Les interactions complexes entre le microbiote intestinal et les aliments influencent la santé humaine. Des scientifiques de l’Institut sur la nutrition et les aliments fonctionnels (INAF) étudient ces mécanismes essentiels à l’aide de systèmes in vitro reproduisant les conditions de l’intestin.
« Ces systèmes dynamiques permettent d’évaluer l’évolution du microbiote en réponse à un stimulus tout au long de la digestion », explique Joseph Lupien-Meilleur, doctorant à la Faculté des sciences de l'agriculture et de l'alimentation et co-premier auteur de l’étude.
Les approches métabolomiques se sont imposées comme outil essentiel pour identifier et détecter des métabolites d’intérêt générés par le microbiote en présence d’un aliment.
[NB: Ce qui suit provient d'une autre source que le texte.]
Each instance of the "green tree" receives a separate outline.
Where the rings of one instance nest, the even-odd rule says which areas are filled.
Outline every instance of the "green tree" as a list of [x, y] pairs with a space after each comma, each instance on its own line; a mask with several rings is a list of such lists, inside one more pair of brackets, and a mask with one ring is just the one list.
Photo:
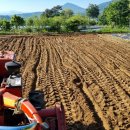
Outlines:
[[100, 25], [107, 25], [108, 24], [105, 13], [99, 15], [99, 17], [98, 17], [98, 23]]
[[65, 22], [65, 27], [67, 31], [79, 31], [79, 26], [84, 26], [87, 23], [87, 19], [84, 16], [75, 15], [70, 17]]
[[30, 26], [30, 27], [34, 26], [34, 20], [33, 20], [33, 18], [28, 18], [26, 20], [26, 25]]
[[19, 26], [23, 26], [25, 24], [24, 19], [17, 15], [12, 16], [10, 22], [13, 26], [15, 26], [15, 28], [18, 28]]
[[65, 16], [66, 18], [69, 18], [69, 17], [73, 16], [73, 14], [74, 14], [74, 12], [71, 9], [64, 9], [61, 12], [61, 15]]
[[87, 16], [97, 18], [99, 15], [99, 7], [96, 4], [90, 4], [86, 12]]
[[118, 0], [112, 2], [110, 6], [105, 9], [102, 17], [106, 19], [109, 25], [124, 26], [129, 24], [129, 11], [129, 0]]
[[52, 9], [46, 9], [43, 12], [43, 15], [50, 18], [54, 16], [59, 16], [61, 13], [62, 7], [60, 5], [54, 6]]
[[11, 29], [11, 26], [10, 26], [10, 22], [7, 21], [7, 20], [2, 20], [1, 21], [1, 29], [4, 30], [4, 31], [8, 31]]
[[50, 31], [53, 32], [61, 32], [62, 31], [62, 24], [64, 23], [64, 19], [61, 16], [55, 16], [49, 19], [49, 27]]

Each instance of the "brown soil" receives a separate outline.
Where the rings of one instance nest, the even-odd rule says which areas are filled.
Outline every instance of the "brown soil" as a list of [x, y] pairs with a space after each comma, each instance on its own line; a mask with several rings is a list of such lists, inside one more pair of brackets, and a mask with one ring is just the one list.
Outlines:
[[62, 102], [68, 130], [130, 129], [130, 44], [109, 35], [1, 36], [22, 62], [24, 96]]

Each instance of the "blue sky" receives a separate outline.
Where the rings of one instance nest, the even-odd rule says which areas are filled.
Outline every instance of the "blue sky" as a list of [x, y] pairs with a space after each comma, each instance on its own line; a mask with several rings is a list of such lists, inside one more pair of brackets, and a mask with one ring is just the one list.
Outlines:
[[100, 4], [109, 0], [0, 0], [0, 13], [7, 11], [35, 12], [44, 11], [55, 5], [73, 3], [81, 7], [88, 7], [89, 3]]

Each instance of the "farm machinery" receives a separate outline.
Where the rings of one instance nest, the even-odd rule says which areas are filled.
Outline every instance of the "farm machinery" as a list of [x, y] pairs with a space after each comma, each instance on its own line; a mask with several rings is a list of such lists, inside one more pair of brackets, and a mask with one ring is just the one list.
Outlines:
[[20, 68], [14, 52], [0, 51], [0, 130], [66, 130], [62, 104], [45, 109], [40, 91], [23, 98]]

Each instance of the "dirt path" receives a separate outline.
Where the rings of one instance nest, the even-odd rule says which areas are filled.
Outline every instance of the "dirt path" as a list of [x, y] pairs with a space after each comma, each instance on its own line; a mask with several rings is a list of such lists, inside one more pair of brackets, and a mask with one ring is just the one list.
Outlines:
[[1, 36], [23, 64], [24, 96], [62, 102], [68, 130], [130, 129], [130, 44], [109, 35]]

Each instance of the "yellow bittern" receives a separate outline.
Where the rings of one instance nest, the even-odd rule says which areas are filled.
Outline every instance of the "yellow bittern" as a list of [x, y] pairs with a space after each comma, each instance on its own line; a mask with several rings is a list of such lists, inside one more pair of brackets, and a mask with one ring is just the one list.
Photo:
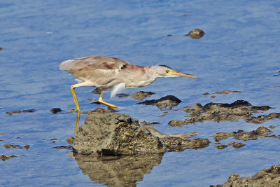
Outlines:
[[111, 97], [113, 97], [125, 88], [146, 86], [159, 77], [197, 78], [165, 65], [139, 67], [120, 59], [104, 56], [89, 56], [66, 60], [60, 64], [59, 69], [73, 74], [80, 82], [71, 86], [77, 111], [80, 111], [74, 90], [77, 87], [98, 88], [102, 91], [98, 101], [116, 109], [117, 106], [103, 101], [103, 97], [108, 90], [112, 90]]

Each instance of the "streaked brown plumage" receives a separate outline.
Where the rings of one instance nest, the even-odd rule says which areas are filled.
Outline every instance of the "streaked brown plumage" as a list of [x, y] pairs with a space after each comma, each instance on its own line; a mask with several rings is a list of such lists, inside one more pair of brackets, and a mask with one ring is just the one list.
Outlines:
[[164, 65], [139, 67], [120, 59], [104, 56], [89, 56], [69, 60], [62, 62], [59, 68], [73, 74], [80, 82], [71, 87], [78, 111], [80, 109], [74, 91], [77, 87], [97, 87], [102, 90], [99, 102], [115, 109], [118, 108], [117, 106], [103, 101], [103, 97], [108, 90], [112, 89], [111, 96], [113, 97], [125, 88], [148, 85], [159, 77], [197, 78]]

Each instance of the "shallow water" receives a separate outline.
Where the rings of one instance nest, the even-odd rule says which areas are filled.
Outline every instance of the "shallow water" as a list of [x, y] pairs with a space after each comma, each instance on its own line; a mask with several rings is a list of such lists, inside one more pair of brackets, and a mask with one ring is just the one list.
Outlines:
[[[211, 136], [218, 132], [251, 131], [273, 125], [271, 130], [279, 134], [279, 119], [261, 125], [241, 120], [167, 125], [171, 120], [185, 119], [186, 113], [178, 110], [198, 102], [244, 99], [273, 107], [264, 114], [279, 112], [279, 6], [278, 1], [0, 1], [0, 134], [6, 134], [0, 135], [0, 155], [17, 156], [0, 161], [0, 185], [106, 183], [84, 174], [71, 150], [55, 148], [68, 145], [65, 140], [74, 136], [76, 113], [66, 111], [75, 106], [70, 85], [76, 81], [58, 68], [60, 62], [74, 57], [113, 56], [141, 66], [166, 64], [200, 77], [159, 78], [149, 86], [124, 91], [156, 93], [147, 99], [174, 95], [183, 102], [172, 110], [136, 104], [139, 101], [131, 97], [105, 95], [105, 101], [123, 107], [119, 112], [139, 121], [159, 122], [155, 127], [162, 133], [201, 132], [195, 137], [214, 142]], [[202, 39], [184, 36], [196, 28], [205, 32]], [[94, 89], [76, 89], [83, 111], [105, 108], [88, 100], [98, 98], [91, 93]], [[241, 92], [214, 95], [215, 98], [202, 95], [225, 90]], [[55, 107], [63, 112], [50, 113]], [[6, 113], [24, 109], [35, 112]], [[164, 112], [167, 115], [160, 116]], [[81, 124], [85, 116], [81, 116]], [[219, 150], [212, 144], [200, 150], [166, 153], [135, 183], [208, 186], [225, 182], [232, 173], [251, 176], [279, 164], [279, 139], [239, 141], [246, 146]], [[6, 148], [6, 144], [30, 148]]]

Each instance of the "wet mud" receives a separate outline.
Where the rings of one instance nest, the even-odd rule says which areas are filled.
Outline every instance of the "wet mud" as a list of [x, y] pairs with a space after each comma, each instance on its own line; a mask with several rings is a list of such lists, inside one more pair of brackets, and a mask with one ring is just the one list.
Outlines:
[[204, 106], [197, 103], [194, 106], [186, 106], [182, 110], [190, 113], [185, 120], [172, 120], [169, 123], [171, 126], [181, 126], [186, 124], [206, 121], [237, 121], [244, 120], [248, 123], [255, 124], [263, 123], [273, 118], [279, 118], [280, 113], [271, 113], [269, 115], [260, 115], [255, 117], [253, 113], [262, 111], [267, 111], [269, 106], [252, 106], [244, 100], [237, 100], [231, 104], [208, 103]]
[[139, 104], [153, 105], [158, 106], [160, 109], [169, 107], [172, 109], [173, 106], [177, 106], [181, 101], [173, 95], [167, 95], [158, 99], [146, 100], [143, 102], [139, 102]]
[[227, 181], [223, 184], [211, 185], [211, 187], [255, 187], [280, 186], [280, 165], [272, 165], [264, 169], [252, 176], [240, 177], [237, 174], [230, 176]]
[[152, 127], [140, 125], [127, 114], [92, 113], [80, 127], [73, 150], [93, 155], [137, 155], [181, 151], [208, 146], [207, 139], [186, 139], [192, 134], [162, 134]]

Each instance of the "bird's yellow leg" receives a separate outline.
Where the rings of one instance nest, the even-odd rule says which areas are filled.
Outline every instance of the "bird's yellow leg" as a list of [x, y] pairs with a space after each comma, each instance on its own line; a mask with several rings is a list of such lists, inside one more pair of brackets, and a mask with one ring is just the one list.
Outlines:
[[76, 125], [75, 125], [75, 130], [74, 130], [74, 135], [75, 137], [77, 136], [78, 133], [78, 125], [80, 123], [80, 112], [77, 112], [77, 117], [76, 118]]
[[71, 92], [72, 92], [73, 98], [74, 99], [74, 102], [75, 102], [75, 104], [76, 104], [76, 108], [77, 109], [77, 111], [80, 112], [80, 106], [78, 104], [78, 99], [77, 99], [77, 96], [76, 96], [75, 86], [74, 85], [72, 85], [71, 86]]
[[115, 105], [114, 105], [114, 104], [113, 104], [108, 103], [108, 102], [106, 102], [103, 101], [103, 97], [104, 96], [104, 94], [105, 94], [104, 92], [102, 92], [101, 93], [100, 97], [99, 97], [99, 99], [98, 99], [98, 102], [99, 102], [99, 103], [104, 104], [104, 105], [106, 105], [106, 106], [109, 106], [109, 107], [111, 107], [111, 108], [113, 108], [113, 109], [115, 109], [118, 108], [118, 106], [115, 106]]

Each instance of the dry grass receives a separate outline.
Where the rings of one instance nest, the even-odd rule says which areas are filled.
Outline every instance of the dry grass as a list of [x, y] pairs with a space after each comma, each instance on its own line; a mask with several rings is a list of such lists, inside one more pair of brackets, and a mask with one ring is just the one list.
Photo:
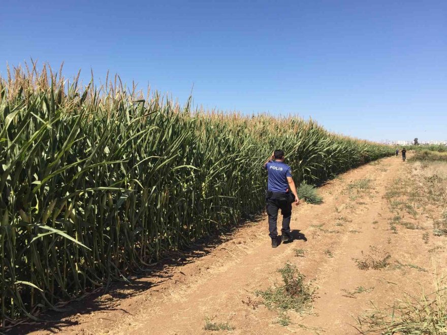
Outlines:
[[419, 297], [404, 293], [392, 305], [373, 309], [357, 318], [362, 334], [447, 333], [447, 283], [437, 278], [432, 292]]

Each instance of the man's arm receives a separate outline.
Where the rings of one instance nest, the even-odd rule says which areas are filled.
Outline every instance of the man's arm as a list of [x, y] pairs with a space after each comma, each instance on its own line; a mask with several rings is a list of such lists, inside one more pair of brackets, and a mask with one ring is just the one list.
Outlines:
[[267, 163], [268, 163], [271, 160], [273, 160], [273, 159], [275, 159], [275, 155], [273, 154], [273, 153], [274, 153], [274, 152], [275, 152], [274, 151], [273, 153], [272, 153], [272, 155], [269, 157], [268, 159], [267, 159], [266, 161], [266, 162], [264, 163], [264, 165], [262, 165], [263, 168], [264, 168], [264, 169], [266, 169], [266, 165], [267, 164]]
[[300, 198], [297, 194], [297, 188], [295, 187], [295, 183], [293, 181], [293, 178], [291, 177], [288, 177], [287, 182], [289, 183], [289, 189], [293, 193], [293, 195], [295, 196], [295, 205], [299, 205], [300, 204]]

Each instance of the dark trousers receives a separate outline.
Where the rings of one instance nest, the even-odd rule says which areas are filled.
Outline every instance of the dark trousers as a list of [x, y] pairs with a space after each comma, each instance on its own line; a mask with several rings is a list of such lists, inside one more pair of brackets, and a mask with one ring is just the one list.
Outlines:
[[285, 193], [273, 193], [266, 198], [267, 214], [269, 215], [269, 236], [272, 239], [278, 236], [276, 221], [278, 212], [281, 210], [282, 214], [282, 228], [281, 231], [290, 232], [290, 218], [292, 216], [292, 203]]

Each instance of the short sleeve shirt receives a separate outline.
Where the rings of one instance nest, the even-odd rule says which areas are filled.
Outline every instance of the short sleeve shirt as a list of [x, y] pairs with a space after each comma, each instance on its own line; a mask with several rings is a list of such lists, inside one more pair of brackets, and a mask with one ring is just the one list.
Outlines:
[[292, 177], [292, 170], [283, 162], [270, 161], [265, 165], [269, 174], [268, 188], [272, 192], [289, 191], [288, 177]]

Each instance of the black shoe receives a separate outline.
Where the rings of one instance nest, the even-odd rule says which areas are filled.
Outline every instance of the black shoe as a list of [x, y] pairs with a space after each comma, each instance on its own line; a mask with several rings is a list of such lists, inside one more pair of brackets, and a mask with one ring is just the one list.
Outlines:
[[272, 239], [272, 248], [276, 248], [278, 246], [278, 239], [275, 238]]
[[289, 242], [292, 240], [292, 236], [288, 232], [282, 232], [281, 235], [281, 241], [283, 242]]

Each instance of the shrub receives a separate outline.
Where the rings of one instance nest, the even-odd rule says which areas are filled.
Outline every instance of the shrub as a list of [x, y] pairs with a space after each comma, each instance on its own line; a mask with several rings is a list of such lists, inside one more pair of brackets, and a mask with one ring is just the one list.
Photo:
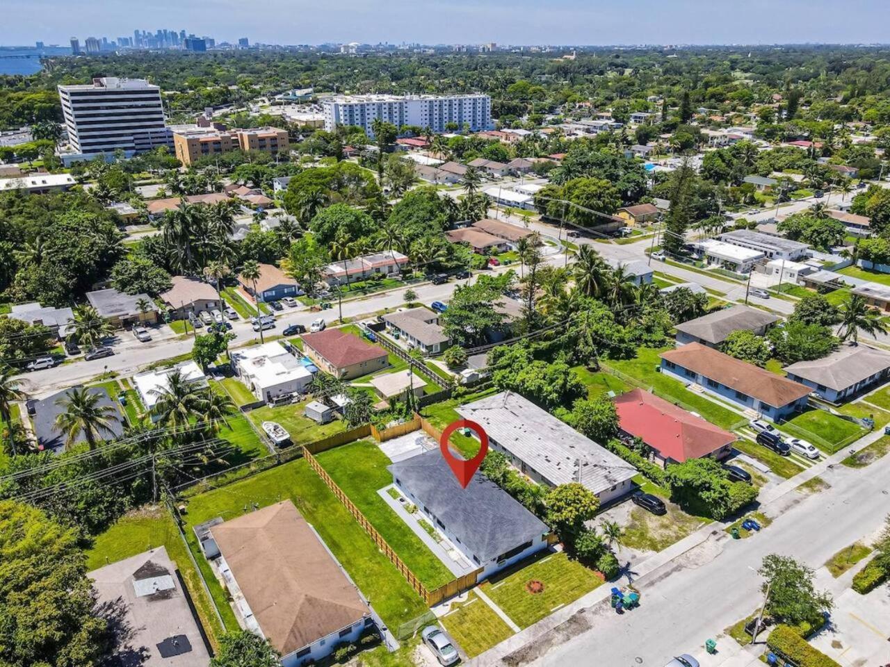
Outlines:
[[766, 646], [793, 661], [798, 667], [840, 667], [824, 653], [811, 647], [796, 631], [787, 625], [777, 625], [770, 632]]
[[874, 559], [856, 573], [853, 577], [853, 590], [860, 595], [865, 595], [880, 586], [890, 577], [890, 573], [878, 566]]

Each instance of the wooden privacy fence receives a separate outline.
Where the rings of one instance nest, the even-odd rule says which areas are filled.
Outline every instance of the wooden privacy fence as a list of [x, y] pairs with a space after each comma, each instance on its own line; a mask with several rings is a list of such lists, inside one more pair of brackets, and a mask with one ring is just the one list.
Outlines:
[[471, 572], [468, 575], [464, 575], [463, 576], [450, 581], [445, 585], [440, 586], [433, 591], [427, 589], [426, 586], [424, 585], [423, 582], [421, 582], [415, 575], [415, 574], [411, 572], [410, 568], [405, 565], [405, 562], [399, 558], [399, 555], [395, 552], [392, 547], [391, 547], [386, 540], [384, 539], [383, 535], [377, 532], [376, 528], [371, 525], [371, 522], [368, 521], [365, 515], [361, 513], [361, 510], [356, 507], [355, 503], [349, 499], [349, 496], [343, 492], [343, 489], [336, 485], [336, 482], [335, 482], [325, 469], [321, 467], [321, 464], [319, 463], [318, 460], [312, 455], [312, 453], [305, 450], [303, 451], [303, 456], [305, 456], [306, 462], [309, 463], [309, 467], [315, 470], [315, 473], [321, 478], [321, 480], [326, 485], [328, 485], [328, 487], [333, 492], [334, 495], [336, 496], [336, 499], [343, 503], [344, 507], [345, 507], [349, 510], [349, 513], [355, 518], [355, 520], [359, 522], [359, 525], [364, 528], [365, 532], [368, 533], [368, 535], [370, 535], [374, 543], [377, 545], [377, 548], [387, 559], [389, 559], [390, 562], [395, 566], [396, 569], [399, 570], [401, 575], [405, 577], [409, 585], [414, 589], [417, 595], [424, 599], [427, 607], [438, 605], [442, 600], [450, 598], [453, 595], [457, 595], [468, 588], [472, 588], [476, 584], [479, 575], [482, 572], [481, 568], [475, 570], [474, 572]]

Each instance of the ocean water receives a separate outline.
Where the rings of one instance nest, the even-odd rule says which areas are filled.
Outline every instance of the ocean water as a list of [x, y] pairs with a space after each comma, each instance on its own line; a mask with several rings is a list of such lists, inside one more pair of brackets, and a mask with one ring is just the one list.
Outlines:
[[68, 46], [46, 48], [37, 51], [35, 48], [0, 48], [0, 74], [29, 75], [39, 72], [41, 56], [70, 55], [71, 49]]

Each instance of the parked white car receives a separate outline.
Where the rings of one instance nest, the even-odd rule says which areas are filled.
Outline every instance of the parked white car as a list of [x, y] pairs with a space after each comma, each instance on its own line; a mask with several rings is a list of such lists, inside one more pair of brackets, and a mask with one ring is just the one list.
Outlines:
[[819, 458], [819, 450], [806, 440], [801, 440], [799, 438], [789, 438], [785, 442], [791, 446], [792, 452], [799, 454], [801, 456], [813, 460]]
[[763, 433], [764, 431], [766, 431], [767, 433], [776, 433], [776, 430], [773, 428], [773, 424], [768, 424], [762, 419], [752, 419], [748, 423], [756, 433]]

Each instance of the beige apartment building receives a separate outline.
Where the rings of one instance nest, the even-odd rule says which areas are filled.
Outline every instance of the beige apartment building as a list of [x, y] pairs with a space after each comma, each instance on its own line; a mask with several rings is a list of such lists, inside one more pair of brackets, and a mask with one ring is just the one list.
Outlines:
[[205, 156], [228, 153], [239, 149], [269, 153], [287, 153], [290, 149], [287, 130], [277, 127], [249, 130], [200, 128], [176, 133], [173, 141], [176, 158], [183, 165], [191, 165]]

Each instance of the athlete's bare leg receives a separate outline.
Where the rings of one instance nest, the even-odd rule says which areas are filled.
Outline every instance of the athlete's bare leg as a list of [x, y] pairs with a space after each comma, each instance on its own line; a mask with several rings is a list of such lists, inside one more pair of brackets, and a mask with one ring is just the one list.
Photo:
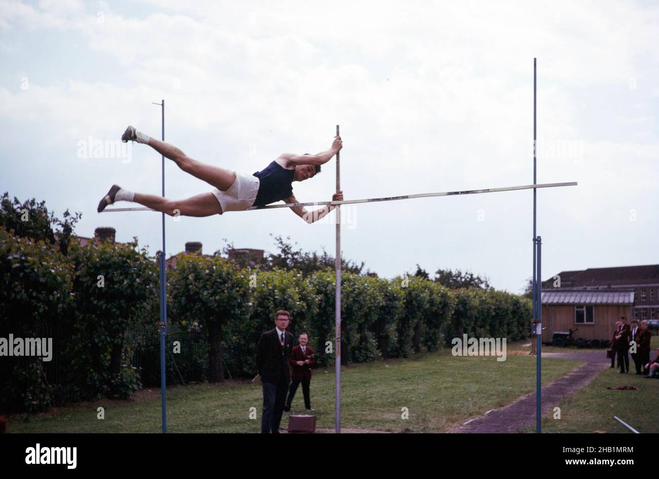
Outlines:
[[135, 203], [171, 216], [177, 214], [181, 216], [211, 216], [221, 214], [222, 208], [212, 193], [202, 193], [185, 200], [169, 200], [156, 195], [136, 193]]
[[173, 144], [152, 138], [149, 140], [148, 145], [160, 154], [172, 160], [186, 173], [204, 180], [222, 191], [229, 189], [236, 181], [236, 175], [233, 172], [220, 166], [208, 165], [193, 160]]

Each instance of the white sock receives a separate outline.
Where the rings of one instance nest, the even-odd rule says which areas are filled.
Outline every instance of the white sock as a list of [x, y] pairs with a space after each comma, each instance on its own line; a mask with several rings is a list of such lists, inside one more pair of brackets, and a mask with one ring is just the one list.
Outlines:
[[119, 188], [119, 191], [115, 195], [115, 201], [132, 201], [134, 197], [135, 193], [132, 191]]
[[[151, 137], [148, 136], [148, 135], [144, 135], [139, 130], [135, 130], [135, 135], [137, 137], [137, 139], [135, 140], [135, 141], [136, 141], [138, 143], [144, 143], [144, 144], [146, 144], [147, 143], [149, 143], [149, 140], [151, 139]], [[132, 201], [132, 200], [130, 201]]]

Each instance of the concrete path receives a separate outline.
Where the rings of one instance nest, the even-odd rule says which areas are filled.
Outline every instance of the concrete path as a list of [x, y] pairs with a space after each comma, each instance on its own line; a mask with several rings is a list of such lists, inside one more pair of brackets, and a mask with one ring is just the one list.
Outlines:
[[[584, 361], [585, 364], [542, 387], [542, 415], [548, 413], [569, 395], [581, 389], [599, 373], [611, 366], [605, 351], [592, 352], [548, 352], [543, 358]], [[631, 358], [630, 358], [631, 359]], [[535, 391], [500, 409], [494, 409], [447, 432], [516, 433], [536, 422]]]

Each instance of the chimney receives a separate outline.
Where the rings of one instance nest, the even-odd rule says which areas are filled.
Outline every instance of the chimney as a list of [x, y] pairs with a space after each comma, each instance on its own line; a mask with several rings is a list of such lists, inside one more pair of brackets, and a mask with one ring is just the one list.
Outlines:
[[185, 243], [185, 252], [202, 254], [202, 243], [199, 241], [188, 241]]
[[113, 228], [97, 228], [94, 232], [94, 236], [101, 241], [109, 239], [111, 243], [114, 243], [116, 233], [117, 230]]

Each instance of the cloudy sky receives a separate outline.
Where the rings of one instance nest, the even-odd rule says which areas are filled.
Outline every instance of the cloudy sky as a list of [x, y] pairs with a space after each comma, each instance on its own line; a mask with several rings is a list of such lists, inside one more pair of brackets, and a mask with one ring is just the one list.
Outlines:
[[[159, 137], [161, 99], [166, 141], [249, 174], [326, 149], [340, 125], [346, 199], [529, 184], [536, 57], [538, 181], [579, 183], [538, 191], [543, 278], [656, 263], [657, 44], [649, 1], [2, 0], [0, 192], [155, 252], [159, 214], [96, 208], [113, 183], [160, 193], [159, 156], [113, 142], [129, 124]], [[330, 200], [335, 164], [297, 197]], [[212, 189], [171, 162], [165, 177], [172, 199]], [[343, 211], [344, 256], [381, 276], [418, 263], [518, 292], [532, 274], [531, 190]], [[272, 234], [333, 254], [334, 214], [167, 217], [167, 252], [272, 251]]]

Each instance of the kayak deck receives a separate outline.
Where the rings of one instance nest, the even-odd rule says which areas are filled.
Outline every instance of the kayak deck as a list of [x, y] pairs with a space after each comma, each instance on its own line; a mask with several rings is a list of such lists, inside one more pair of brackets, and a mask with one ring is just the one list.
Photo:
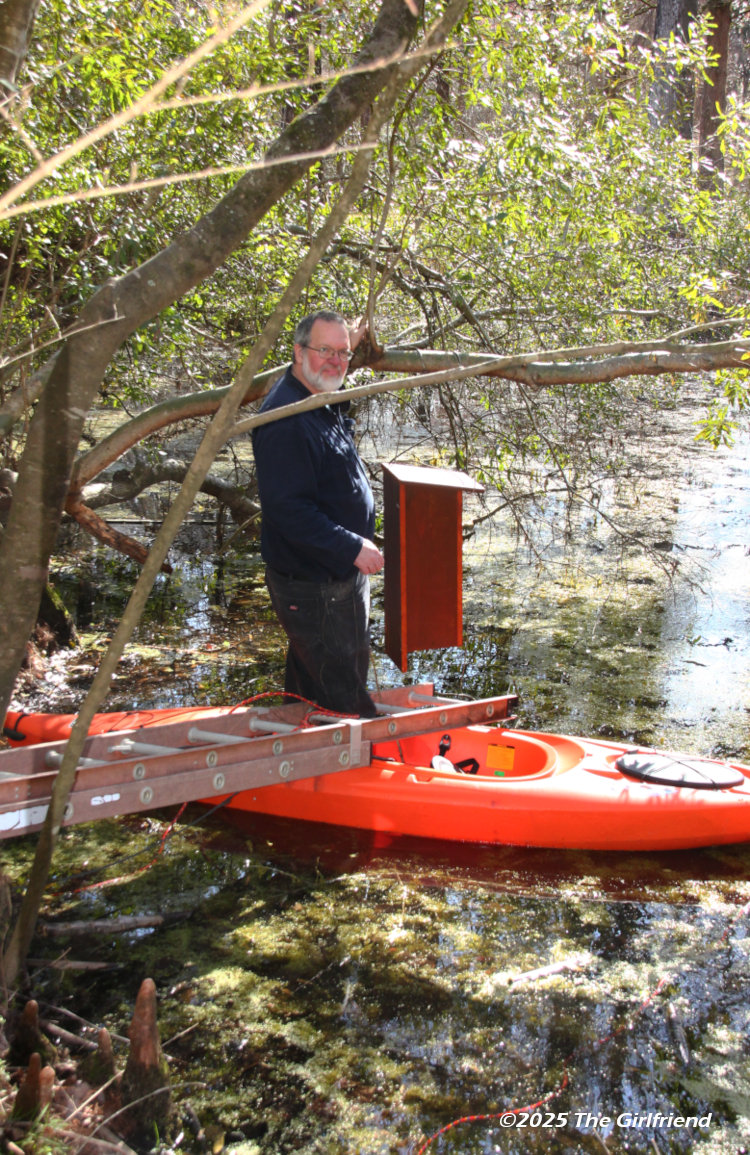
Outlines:
[[[378, 698], [374, 718], [315, 714], [303, 703], [188, 708], [178, 716], [169, 710], [168, 721], [151, 710], [146, 724], [143, 713], [99, 714], [86, 739], [62, 825], [369, 767], [373, 742], [502, 721], [515, 703], [513, 695], [466, 702], [435, 698], [430, 685], [399, 687]], [[70, 724], [64, 715], [14, 714], [6, 720], [12, 740], [34, 744], [0, 753], [0, 839], [42, 828]], [[64, 740], [37, 744], [37, 732]]]
[[[151, 711], [148, 725], [116, 732], [113, 715], [97, 715], [102, 732], [87, 739], [64, 824], [200, 799], [504, 845], [671, 850], [750, 840], [748, 767], [504, 729], [512, 695], [458, 702], [418, 686], [378, 696], [381, 713], [366, 720], [311, 714], [303, 705], [186, 709], [163, 724]], [[50, 718], [39, 724], [52, 732]], [[0, 837], [39, 828], [64, 747], [0, 754]], [[678, 781], [634, 776], [639, 758], [661, 758]], [[716, 782], [696, 788], [712, 774]]]

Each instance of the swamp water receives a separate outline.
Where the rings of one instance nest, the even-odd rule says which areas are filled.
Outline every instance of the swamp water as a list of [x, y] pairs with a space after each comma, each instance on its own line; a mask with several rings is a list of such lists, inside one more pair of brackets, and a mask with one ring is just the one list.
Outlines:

Elles permettent aussi d’étudier l’importante variabilité bactériométabolique observée entre les individus. Le SHIME et le PolyFermS, considérés dans l’étude, se retrouvent parmi les modèles les plus utilisés.
« Nous étions enthousiastes à l’idée d’utiliser ces ressources, mais il nous est rapidement apparu qu’une part importante des variations observées dans la concentration des composés alimentaires et de leurs métabolites bactériens résultait de la nature complexe de nos systèmes, comme la durée d’activation des pompes, plutôt que d’une activité microbienne », souligne Jacob Lessard-Lord, stagiaire postdoctoral et co-premier auteur.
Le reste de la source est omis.